To me, Philippine history was an effort to humanize in order to Christianize a people. It was a program originally entrusted to a clergy ordained to preach the Good News to the Whole World. Institutionalized in the modern world as the Spanish Patronato Real, or totality of prviledges and duties granted to the Castilian Crown to discover, conquer and rule, and Christianize lands outside of Europe, it needed angels to carry it out, not greedy, ambitious, narrow-minded men representing the Crown.

Colonies are self-liquidating. In due time, they develop their own identity. Whether abusive or not, colonization inevitably develops the colony. It is another question to ask who benefits from the colonial program. Distance and the poverty of the Philippines discouraged colonists from coming; but the missionary friars came. Lack of colonists made them government representatives, a role they would not have wanted, and they were the hands, feet, and eyes that formed Philippine society. That they succeeded we know, for we had people like Rizal, most perspective and his peers.

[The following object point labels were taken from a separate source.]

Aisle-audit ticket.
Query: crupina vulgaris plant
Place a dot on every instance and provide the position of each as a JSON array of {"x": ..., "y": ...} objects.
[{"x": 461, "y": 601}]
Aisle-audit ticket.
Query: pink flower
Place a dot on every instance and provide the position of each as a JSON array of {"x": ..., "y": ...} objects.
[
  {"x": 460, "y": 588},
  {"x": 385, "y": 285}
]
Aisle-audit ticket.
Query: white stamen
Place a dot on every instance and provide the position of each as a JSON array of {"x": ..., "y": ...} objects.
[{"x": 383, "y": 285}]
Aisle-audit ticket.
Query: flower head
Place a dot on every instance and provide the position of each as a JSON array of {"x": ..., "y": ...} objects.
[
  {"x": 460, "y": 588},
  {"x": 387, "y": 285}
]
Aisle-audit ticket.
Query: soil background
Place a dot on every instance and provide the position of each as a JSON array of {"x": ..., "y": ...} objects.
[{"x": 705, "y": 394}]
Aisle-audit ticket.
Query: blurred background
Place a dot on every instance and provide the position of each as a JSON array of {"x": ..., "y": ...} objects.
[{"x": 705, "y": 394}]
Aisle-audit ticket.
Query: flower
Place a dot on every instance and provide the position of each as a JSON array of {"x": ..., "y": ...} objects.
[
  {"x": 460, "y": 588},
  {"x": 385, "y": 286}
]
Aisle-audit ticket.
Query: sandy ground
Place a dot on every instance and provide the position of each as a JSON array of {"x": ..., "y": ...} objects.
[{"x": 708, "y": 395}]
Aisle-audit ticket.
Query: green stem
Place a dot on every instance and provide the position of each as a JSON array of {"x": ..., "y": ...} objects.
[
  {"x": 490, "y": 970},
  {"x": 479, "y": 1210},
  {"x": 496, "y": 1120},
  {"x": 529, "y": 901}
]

At the same time, Spain clung to the principle of authority, and failed to recognize its success. Spain refused to allow the native-born, mere "hijos del pais," even just a share in their own government. This insult, directed not any single Filipino, but at the Filipinos as a race, provoked a reaction from an entire race.

This was the psychological spark that ignited the revolution, not the emotional outbursts of our national propagandists. Emotion there was, of course, and it found expression in the scurrilous attacks on the friars, the visible agents of Spanish colonial government. But one must know how to read propaganda and distinguish fact from fiction.

A Spanish medical officer detained in Zambales during the second phase of the Philippine revolution noted that the Spanish priests received better treatment than the ordinary Spanish war prisoner. He asked a native revolutionary why, and his katipunero guard explained.

You will know. Look. The priest have taught us to be what we are. They founded schools for us. They forbade vice or vagrancy. In all bitter times we, good Filipinos, have experienced or suffered from the Spanish provincial chiefs, the priests, besides good advice, have taken our side and helped us. Now that we see bad people go against the priests, note these have been active in the provincial government, like senior scribes, court interpreters - any one wielding the pen in one word - we the good ought to do for the priests what is our obligation and within our capability.

This incident clears up the anti-friar propaganda that today unthinking Filipinos have swallowed as truth.